Here is a great article about Abou Sylla, who will return in 2018 to the Wula Retreat Faculty.
"The mallets fall like the fingers of a master pianist, bouncing off the wooden keys in a flurry of motion. It looks relaxed , but it’s tightly controlled. Bright, punchy notes spring from the keys at a moderate tempo.
Then Abou Sylla speeds up. The Greenfield-based musician travels up and down the balafon, a type of West African xylophone. He fills the moments between beats with rapid-fire riffs and playful themes — a complex, danceable étude.
Sylla’s mastery of the instrument comes from a life spent absorbing and playing music. Now 60, he grew up among musicians in Guinea. As a kid, he would lie between two balafons as his father and others played, soaking up their sounds. Sometimes his dad had him on his lap during the sessions.

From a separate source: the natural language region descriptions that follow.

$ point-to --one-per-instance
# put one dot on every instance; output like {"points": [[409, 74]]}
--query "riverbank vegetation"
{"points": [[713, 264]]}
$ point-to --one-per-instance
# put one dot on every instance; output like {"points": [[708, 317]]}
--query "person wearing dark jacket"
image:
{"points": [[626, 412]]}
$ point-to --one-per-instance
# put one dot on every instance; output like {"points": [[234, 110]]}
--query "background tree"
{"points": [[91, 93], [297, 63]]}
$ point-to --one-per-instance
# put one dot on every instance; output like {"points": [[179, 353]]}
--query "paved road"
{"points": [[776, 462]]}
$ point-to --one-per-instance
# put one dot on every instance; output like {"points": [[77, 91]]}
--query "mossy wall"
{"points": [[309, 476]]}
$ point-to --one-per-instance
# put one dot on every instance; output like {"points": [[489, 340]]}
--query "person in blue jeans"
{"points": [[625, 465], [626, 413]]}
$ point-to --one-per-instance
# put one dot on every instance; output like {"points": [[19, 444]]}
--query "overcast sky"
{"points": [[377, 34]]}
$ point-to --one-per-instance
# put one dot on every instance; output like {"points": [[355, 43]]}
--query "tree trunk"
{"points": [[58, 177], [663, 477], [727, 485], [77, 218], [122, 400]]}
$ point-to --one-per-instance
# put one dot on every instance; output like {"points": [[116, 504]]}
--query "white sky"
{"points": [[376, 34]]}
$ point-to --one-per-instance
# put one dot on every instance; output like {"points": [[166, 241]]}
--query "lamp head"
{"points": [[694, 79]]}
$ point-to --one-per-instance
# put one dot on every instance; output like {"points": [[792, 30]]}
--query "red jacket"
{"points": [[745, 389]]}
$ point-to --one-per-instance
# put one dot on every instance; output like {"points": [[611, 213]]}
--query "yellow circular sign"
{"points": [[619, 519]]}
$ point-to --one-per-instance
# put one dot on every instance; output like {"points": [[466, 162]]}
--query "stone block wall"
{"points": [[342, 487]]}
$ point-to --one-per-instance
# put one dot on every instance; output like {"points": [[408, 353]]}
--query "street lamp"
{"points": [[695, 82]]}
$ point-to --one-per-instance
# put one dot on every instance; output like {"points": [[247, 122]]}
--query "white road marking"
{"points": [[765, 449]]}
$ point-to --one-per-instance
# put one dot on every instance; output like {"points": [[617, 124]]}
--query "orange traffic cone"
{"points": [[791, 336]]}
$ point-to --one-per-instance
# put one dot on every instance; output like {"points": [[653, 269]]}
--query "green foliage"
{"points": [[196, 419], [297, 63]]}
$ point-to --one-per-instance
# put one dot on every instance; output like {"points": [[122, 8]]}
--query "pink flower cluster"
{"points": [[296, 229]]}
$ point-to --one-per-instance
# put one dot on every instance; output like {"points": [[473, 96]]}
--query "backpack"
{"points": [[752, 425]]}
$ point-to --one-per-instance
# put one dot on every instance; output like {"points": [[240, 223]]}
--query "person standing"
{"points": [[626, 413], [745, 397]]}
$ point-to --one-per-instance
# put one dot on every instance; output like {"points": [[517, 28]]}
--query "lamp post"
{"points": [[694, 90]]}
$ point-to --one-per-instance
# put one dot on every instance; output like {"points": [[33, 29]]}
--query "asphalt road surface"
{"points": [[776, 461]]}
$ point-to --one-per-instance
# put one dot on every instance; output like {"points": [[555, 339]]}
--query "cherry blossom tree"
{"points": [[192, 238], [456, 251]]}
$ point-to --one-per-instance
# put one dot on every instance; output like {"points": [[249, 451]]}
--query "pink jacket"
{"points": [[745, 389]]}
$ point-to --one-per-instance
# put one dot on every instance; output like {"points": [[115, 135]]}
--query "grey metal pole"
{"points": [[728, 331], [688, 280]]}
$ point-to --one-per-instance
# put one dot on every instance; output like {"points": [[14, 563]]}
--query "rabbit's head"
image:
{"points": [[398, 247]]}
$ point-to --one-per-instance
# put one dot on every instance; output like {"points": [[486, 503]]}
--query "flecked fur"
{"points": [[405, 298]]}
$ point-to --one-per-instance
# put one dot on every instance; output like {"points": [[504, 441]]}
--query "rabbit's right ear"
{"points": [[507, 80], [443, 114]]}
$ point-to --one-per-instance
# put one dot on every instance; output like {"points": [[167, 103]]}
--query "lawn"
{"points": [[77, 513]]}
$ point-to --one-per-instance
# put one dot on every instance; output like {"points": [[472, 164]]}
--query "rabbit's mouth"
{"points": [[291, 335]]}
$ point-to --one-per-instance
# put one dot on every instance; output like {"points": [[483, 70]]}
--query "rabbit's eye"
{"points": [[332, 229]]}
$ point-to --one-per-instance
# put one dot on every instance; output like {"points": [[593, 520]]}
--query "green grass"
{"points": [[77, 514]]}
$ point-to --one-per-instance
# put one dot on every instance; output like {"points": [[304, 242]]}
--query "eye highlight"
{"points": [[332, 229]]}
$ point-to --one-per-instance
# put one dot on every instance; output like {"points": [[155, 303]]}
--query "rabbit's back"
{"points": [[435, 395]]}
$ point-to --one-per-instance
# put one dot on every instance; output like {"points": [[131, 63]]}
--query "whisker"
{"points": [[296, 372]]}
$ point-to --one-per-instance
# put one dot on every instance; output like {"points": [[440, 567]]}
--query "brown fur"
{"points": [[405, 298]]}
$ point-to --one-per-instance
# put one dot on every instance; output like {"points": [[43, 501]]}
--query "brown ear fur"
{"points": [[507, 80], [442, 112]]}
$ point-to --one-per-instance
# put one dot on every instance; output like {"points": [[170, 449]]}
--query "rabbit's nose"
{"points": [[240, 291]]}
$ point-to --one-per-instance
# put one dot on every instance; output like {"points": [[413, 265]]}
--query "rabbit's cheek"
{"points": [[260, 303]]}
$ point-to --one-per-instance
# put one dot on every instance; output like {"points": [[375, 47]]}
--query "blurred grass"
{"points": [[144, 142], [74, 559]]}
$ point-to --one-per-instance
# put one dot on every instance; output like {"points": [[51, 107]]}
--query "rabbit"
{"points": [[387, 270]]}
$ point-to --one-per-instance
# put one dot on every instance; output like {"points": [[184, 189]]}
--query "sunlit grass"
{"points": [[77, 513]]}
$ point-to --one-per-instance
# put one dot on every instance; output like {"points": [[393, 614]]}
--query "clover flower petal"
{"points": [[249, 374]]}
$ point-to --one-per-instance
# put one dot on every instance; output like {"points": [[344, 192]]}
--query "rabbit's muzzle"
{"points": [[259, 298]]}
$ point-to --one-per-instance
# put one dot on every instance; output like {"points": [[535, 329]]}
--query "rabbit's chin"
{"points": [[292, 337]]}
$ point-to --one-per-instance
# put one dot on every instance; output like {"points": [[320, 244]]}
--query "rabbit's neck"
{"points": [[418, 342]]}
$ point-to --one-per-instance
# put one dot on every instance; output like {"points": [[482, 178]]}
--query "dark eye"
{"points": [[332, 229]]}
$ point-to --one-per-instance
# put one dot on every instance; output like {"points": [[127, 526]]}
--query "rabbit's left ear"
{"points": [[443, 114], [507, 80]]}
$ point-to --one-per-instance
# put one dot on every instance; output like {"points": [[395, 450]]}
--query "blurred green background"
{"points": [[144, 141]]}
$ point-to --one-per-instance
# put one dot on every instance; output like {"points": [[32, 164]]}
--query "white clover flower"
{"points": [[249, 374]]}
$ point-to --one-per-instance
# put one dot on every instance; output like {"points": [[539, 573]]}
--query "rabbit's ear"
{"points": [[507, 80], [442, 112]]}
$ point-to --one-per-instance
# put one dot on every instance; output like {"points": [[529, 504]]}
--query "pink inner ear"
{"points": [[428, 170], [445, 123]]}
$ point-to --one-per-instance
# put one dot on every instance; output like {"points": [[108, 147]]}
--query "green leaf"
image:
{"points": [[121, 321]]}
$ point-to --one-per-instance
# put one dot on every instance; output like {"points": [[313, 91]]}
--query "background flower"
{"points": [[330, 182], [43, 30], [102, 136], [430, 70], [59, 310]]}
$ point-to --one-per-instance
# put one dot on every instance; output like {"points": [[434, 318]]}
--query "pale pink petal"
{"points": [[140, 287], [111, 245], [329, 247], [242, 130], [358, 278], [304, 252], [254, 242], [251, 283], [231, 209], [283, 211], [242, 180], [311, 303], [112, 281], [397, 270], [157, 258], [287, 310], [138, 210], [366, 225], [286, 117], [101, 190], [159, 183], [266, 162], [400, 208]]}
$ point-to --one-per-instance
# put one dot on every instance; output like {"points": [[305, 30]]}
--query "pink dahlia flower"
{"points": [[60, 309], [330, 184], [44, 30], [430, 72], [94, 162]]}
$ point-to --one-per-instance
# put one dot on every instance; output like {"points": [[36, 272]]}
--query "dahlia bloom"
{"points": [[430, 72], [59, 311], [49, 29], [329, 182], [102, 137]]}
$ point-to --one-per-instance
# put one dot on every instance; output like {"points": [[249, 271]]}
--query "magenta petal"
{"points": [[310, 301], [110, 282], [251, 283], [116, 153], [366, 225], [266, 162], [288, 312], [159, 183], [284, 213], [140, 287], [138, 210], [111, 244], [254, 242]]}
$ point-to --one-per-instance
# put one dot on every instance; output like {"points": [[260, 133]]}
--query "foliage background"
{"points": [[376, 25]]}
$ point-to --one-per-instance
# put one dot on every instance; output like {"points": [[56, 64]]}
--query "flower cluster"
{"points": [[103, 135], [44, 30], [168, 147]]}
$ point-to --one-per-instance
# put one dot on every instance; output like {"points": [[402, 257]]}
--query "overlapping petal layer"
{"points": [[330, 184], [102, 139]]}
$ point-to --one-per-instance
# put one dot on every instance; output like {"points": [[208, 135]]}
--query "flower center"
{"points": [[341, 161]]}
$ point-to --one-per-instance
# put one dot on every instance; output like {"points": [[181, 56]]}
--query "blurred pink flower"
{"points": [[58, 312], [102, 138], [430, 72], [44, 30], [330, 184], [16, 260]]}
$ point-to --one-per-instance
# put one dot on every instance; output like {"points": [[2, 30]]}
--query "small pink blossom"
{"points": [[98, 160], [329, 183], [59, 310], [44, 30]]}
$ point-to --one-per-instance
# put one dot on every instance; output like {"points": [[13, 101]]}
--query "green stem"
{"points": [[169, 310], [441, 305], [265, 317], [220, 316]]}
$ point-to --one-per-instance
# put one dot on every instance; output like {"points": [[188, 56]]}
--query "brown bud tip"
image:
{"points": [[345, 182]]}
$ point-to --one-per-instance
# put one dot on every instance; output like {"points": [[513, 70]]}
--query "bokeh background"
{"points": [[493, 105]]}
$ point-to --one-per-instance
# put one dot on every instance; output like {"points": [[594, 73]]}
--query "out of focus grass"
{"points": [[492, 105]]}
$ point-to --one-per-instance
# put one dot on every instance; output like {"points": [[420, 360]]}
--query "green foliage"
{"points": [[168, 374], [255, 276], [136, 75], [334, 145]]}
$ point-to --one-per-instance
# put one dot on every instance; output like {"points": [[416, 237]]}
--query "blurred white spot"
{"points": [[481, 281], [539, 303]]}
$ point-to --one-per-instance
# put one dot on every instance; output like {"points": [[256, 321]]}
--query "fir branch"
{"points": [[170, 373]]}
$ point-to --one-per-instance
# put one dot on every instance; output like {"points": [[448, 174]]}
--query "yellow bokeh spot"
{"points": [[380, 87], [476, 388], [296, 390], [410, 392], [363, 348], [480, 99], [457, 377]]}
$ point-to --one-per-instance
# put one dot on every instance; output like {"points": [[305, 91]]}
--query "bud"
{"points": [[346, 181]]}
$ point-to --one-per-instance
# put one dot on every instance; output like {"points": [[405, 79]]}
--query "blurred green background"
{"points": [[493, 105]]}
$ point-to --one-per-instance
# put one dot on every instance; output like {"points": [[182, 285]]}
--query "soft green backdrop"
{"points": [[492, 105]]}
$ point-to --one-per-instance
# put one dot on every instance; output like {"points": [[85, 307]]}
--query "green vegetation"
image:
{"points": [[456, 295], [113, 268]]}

Music held such prominence in his family that the balafon was practically “the man in the house,” Sylla said. He started playing young; after all, the instrument was “the only toy in the house.”
Several decades and thousands of miles removed from that time, he’s still playing.
Today, Sylla — who also sings, drums and plays other instruments — is sharing his lifelong love of music with people in the Monadnock Region and beyond.
He teaches weekly West African drumming classes to a group, called the Monadnock Drum Caravan, at the Peterborough Recreation Department. He leads similar courses at Plus Co., a Nashua nonprofit organization that supports people with developmental disabilities. He performs at festivals, events, schools and nursing homes and gives cultural presentations.
For Sylla, it’s not just about the music, but also about connection. “You don’t have to be black or you don’t have to be yellow or you don’t have to be white or you don’t have to be healthy or you don’t have to be sick,” he said. Each person brings “their own sense” to his music."